Dün bütün gün bahçeyi hazırlatmış hazırlıkları teker teker kontrol etmiştim. Ada'nın dünkü hali beni çok üzmüştü. Ama bir süreliğine katlanmalıydı. Bir süreliğine bir şey öğrenmemeliydi. Sabah zilin sesiyle uyanmıştım. Pasta gelmişti nihayet. Papatyaların yanında sönük kaldığı gözleri masmavi bir masumluk. Pastanın fotografını çekip Selin'e yolladım. Ve yavaş yavaş davetliler gelmeye başlamıştı.

***
Selin'den

"Neden elbise giyiyorum Selin." diye söylenen Ada'ya ters bir bakış atıp "Yani ne olacak giysen iki dakika bir yere gidip geleceğiz." dedim. Oflaya puflaya elbiseyi giymişti. Burak'tan "gelebilirsiniz." Mesajını görünce "hadi çıkalım." Dedim ve taksiye atlayıp yola koyulduk.

***
Ada'dan

Selin'in beni zorla bir yere götürmesinin sebebini anlamaya çalışırken yolu izliyordum. Neden evin yolundaydık acaba? Selin'e " Selin neden evin yolundayız?" Dedim. "Soru sorma sadece izle ve gör." Dedi. Taksi durdu ve evin kapısına doğru yürüdüm. Işıklar açık değildi. Kimse evde yoktu sanırım. Tam Burak'ı arayacakken kapı açıldı ve biri kolumdan tuttu ve beni bahçeye doğru götürdü. Işıklar açıldı ve "İyiki doğdun Adaaa!!" Diye sesler yükselince şaşkınlıktan dilim tutulmuştu. Nasıl da unutmuştum.

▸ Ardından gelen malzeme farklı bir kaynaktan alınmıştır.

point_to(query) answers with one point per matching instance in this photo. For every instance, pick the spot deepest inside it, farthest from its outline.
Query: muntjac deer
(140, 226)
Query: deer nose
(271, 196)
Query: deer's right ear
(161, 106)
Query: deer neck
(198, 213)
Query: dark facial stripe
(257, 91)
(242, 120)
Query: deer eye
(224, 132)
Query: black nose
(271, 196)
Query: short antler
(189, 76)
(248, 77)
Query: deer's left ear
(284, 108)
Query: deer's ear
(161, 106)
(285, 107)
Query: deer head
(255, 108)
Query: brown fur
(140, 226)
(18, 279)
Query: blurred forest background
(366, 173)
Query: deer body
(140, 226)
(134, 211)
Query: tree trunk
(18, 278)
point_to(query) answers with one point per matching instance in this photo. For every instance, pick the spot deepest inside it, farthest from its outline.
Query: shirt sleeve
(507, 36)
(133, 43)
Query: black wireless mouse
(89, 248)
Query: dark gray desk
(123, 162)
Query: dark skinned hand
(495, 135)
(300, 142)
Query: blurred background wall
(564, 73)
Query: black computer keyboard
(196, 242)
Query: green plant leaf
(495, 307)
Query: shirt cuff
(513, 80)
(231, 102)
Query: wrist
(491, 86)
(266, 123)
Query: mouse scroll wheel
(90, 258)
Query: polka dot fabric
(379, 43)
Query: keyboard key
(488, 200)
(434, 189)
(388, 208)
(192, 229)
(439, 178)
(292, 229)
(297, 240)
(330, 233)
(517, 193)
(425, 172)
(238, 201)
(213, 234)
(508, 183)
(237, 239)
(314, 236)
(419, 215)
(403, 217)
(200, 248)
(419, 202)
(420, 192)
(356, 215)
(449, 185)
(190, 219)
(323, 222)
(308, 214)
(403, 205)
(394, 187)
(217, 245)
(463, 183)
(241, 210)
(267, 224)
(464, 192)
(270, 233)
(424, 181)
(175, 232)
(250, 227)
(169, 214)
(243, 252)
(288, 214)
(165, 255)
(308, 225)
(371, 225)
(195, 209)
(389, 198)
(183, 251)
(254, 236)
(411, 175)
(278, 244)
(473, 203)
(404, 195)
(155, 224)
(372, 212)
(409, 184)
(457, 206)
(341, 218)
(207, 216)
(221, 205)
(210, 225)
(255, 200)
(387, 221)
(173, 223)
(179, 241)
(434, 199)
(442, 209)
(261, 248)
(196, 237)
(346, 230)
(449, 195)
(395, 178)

Ben şaşkınlıktan donakalmışken hizmetliler pastayı getirmişti. Pastada o çay bahçesindeki fotografım vardı. "Hadi üfle" diye bağırışlar gelince gözlerimi yumdum. Kulağıma bir ses "dilek tut." Diye fısıldadı. Gözlerimi açıp Burakla burun buruna geldik. "Teşekkür ederim." Dedim. "Herşey için." Ve mumları üfledim. Selinle kocaman sarıldık. Bu hayatın bana en güzel hediyesiydi selin o iyiki vardı. O kadar süre sarılıp gözlerimiz dolunca selinle bizi ayırdılar. Tam bir saat boyunca dans ettik.

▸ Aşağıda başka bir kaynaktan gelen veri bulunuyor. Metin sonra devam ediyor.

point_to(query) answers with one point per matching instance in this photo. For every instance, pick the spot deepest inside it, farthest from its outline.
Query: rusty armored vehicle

Alara'yı kim çağırmıştı ya?!? Günümü mahvetmemek adına hiçbir şey söylemedim ve eğlenmeme baktım. Parti devam ederken tanımadığım bir kız şişe çevirmece oynayalım dedi bir kaç kişi eğlenmeye ve içmeye devam ederken 10 kişi falan oynamak için yere oturmuştu. Selin "hadi Ada diyip kolumdan çekip benide şişe çevirme oynayanların yanina götürdü. Karşımda Burak ve Alara yanımda Selin onun yanında Ozan ve benim diğer yanımda Kerem oturuyordu.

İlk Burak çevirdi. Ozan ve Burak'ta durdu. Burak "Doğruluk mu cesaretlilik mi ?" Diye klasik soruyu sordu. Ozan "cesaretlilik." Dedi. Burak "Git selin'i öp." Deyince hepimiz şaşkın bir şekilde Burak'a yöneldik. Ondan daha garibi Ozan domates gibi olmuştu. Bunu kim bilir kaç kızla yapmıştı ama neden şimdi utanmıştı? Burak gülerek "şaka şaka." Dedi. "Sosyal medyadaki üç kıza çıkma teklifi edeceksin" dedi.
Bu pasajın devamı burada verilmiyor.